Gail, the marriage you asked about is mentioned in Stillwell. He did not have the name of the daughter, but he did have one piece of evidence that shows Cornelius Tomson was the son-in-law of Lewis Morris and Elizabeth Almy. Stillwell wrote:
"Daughter; supposed. As Cornelius Tomson, of Freehold, yeoman, in his will, Aug 14, 1727, named a son, Lewis Tomson, and John Morris, (who was the son of Lewis Morris, of Passage Point, as proved by his signature), was witness to this will, and testified to its proof, Dec 21, 1727, I infer the existence of this daughter"

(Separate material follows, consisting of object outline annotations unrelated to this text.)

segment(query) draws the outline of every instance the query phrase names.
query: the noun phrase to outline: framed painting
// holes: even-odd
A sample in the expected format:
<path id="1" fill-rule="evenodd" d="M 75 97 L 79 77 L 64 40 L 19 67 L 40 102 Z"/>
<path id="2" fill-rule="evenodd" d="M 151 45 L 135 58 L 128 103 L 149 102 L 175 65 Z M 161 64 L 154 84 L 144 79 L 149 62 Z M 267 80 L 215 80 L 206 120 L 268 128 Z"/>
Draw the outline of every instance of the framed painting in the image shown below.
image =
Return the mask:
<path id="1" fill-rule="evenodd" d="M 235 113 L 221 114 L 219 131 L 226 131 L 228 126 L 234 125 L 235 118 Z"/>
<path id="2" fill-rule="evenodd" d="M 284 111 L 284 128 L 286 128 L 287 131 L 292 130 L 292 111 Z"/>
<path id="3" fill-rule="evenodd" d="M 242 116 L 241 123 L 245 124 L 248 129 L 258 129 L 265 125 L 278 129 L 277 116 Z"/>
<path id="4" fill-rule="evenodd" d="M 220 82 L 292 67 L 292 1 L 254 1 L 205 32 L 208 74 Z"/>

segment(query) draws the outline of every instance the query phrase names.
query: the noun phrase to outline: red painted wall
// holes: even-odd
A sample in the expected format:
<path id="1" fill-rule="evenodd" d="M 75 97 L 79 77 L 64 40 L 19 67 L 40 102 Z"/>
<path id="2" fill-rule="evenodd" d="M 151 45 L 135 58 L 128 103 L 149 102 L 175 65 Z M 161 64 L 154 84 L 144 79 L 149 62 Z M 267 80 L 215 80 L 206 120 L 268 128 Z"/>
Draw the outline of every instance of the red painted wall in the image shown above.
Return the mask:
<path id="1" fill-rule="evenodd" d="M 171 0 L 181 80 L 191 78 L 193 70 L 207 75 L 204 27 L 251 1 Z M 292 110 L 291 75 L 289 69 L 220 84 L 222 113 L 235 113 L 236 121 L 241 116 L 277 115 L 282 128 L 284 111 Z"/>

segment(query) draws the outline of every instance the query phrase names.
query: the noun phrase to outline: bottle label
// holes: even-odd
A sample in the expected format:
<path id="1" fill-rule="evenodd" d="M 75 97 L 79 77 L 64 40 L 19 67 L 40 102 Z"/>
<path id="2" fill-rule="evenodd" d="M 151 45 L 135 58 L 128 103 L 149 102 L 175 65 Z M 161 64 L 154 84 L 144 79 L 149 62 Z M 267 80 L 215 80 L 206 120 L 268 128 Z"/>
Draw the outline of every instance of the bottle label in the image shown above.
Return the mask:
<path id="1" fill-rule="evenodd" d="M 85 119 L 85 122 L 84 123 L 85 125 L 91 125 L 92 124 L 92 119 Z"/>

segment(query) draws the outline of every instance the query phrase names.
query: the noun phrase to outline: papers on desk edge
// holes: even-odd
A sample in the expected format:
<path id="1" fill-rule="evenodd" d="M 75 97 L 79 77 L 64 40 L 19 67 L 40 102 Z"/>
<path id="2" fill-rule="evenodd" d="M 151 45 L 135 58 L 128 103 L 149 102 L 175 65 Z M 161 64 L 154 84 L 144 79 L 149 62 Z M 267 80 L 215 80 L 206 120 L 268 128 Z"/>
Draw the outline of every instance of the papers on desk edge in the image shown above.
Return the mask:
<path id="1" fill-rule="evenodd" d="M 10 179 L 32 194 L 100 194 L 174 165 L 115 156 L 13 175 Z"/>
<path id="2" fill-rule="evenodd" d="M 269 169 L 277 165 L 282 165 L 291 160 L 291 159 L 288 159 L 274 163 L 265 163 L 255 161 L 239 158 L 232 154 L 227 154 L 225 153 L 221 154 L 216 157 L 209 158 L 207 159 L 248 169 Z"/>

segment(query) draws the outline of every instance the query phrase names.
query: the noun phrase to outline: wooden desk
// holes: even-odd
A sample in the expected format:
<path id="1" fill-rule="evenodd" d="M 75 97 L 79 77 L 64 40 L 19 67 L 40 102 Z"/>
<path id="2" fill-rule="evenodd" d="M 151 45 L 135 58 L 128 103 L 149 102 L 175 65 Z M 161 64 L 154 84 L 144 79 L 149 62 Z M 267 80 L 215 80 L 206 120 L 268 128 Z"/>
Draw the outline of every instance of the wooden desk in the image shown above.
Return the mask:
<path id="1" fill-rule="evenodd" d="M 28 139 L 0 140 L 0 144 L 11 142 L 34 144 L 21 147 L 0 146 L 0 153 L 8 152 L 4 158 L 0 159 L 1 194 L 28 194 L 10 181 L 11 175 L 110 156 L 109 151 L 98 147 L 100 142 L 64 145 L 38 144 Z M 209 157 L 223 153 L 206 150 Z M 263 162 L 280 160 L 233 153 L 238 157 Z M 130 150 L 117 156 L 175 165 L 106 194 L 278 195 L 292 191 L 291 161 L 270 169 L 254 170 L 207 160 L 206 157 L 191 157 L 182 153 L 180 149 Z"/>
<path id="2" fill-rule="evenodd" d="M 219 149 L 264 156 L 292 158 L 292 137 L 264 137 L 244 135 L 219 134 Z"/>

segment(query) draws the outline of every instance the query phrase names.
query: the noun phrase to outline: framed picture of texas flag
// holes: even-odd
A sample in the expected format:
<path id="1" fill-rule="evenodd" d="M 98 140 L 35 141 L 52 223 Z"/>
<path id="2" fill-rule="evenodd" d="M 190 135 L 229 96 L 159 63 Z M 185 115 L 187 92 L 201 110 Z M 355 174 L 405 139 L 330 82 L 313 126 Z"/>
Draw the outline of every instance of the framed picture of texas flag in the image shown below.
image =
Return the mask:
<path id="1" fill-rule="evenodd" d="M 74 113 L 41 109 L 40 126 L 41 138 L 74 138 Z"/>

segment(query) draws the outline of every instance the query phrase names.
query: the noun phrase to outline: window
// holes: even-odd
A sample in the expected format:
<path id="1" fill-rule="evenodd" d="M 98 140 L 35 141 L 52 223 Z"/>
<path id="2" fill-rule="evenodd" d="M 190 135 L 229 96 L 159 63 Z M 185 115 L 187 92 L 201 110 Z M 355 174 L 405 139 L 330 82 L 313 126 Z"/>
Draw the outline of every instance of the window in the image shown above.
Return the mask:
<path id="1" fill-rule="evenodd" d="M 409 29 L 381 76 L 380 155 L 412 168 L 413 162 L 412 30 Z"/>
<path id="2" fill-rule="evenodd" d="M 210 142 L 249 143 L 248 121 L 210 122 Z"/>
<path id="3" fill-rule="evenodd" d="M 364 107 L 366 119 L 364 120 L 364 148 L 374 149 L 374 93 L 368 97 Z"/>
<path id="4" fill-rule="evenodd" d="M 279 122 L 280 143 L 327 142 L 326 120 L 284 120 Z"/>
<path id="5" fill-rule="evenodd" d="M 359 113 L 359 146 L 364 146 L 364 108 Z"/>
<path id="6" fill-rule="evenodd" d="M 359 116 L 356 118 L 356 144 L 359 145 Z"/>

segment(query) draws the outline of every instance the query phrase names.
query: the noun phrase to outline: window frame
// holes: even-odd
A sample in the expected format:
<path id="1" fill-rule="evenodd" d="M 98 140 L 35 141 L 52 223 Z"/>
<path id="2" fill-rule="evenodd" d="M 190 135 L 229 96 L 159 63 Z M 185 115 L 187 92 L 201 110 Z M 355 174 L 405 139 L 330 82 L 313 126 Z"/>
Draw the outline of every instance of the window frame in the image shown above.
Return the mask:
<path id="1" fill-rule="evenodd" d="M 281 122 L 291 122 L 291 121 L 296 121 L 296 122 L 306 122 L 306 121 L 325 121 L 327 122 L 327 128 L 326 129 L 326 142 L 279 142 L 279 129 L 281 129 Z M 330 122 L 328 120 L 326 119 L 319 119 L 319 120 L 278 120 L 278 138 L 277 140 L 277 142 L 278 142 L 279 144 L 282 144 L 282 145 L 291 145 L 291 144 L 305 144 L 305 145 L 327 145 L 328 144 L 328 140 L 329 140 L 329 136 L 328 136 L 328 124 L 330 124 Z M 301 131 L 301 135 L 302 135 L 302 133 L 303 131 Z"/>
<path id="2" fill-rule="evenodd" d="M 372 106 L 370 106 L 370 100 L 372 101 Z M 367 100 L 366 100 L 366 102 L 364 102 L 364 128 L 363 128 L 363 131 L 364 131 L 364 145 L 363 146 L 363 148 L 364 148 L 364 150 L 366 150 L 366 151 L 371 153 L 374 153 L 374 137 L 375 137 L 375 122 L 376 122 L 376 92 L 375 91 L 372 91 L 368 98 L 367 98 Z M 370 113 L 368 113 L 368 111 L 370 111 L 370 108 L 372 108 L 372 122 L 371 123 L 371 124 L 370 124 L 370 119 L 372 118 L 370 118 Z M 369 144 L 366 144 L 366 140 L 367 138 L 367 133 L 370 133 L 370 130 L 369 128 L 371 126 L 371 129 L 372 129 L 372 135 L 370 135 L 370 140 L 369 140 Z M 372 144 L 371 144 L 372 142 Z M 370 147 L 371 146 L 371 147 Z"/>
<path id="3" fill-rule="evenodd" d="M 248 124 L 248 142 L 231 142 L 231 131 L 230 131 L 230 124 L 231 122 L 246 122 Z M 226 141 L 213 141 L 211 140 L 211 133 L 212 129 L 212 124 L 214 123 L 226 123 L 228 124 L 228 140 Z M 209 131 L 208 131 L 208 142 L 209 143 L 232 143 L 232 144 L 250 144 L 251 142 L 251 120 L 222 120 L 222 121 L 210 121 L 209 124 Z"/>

I then checked the abstract for Cornelius Tomson's will. The abstract states:
"1727, Aug 14. Tomson, Cornelius, of Freehold, Monmouth Co. Wife-Mary. Children-John, Lewis, Thomas, Cornelius, Elisabeth, wife of Thomas Ellison, Elleanor, Rebekah, and Ghertie, all under age except Lewis and Elisabeth. Real and personal estate; Home farm with meadow, bought of John Hampton, farm in Freehold, bought of Tunis Covert. Executors-the wife, son John and John Campbel Esq. Witnesses-John Morris, Rachel Job, Wm. Maddock. Proved December 21, 1727." (Liber 2, pg. 487).
I think there is an error in the abstract, and that John should not be included among those children who are minors. John would not be an executor if he were a minor. It seems as though Elizabeth Almy Morris predeceased her husband, and he then married a woman named Mary. John, Lewis, and Elisabeth are probably Elizabeth's children, whereas Thomas, Cornelius, Eleanor, Rebekah, and Ghertie are probably Mary's children.
You can order a copy of the original will from the New Jersey State Archives. I have found mistakes in the will abstracts before. If you have the original, at least you can verify the exact wording regarding the children. And of course, you will have copies of the identifying signatures.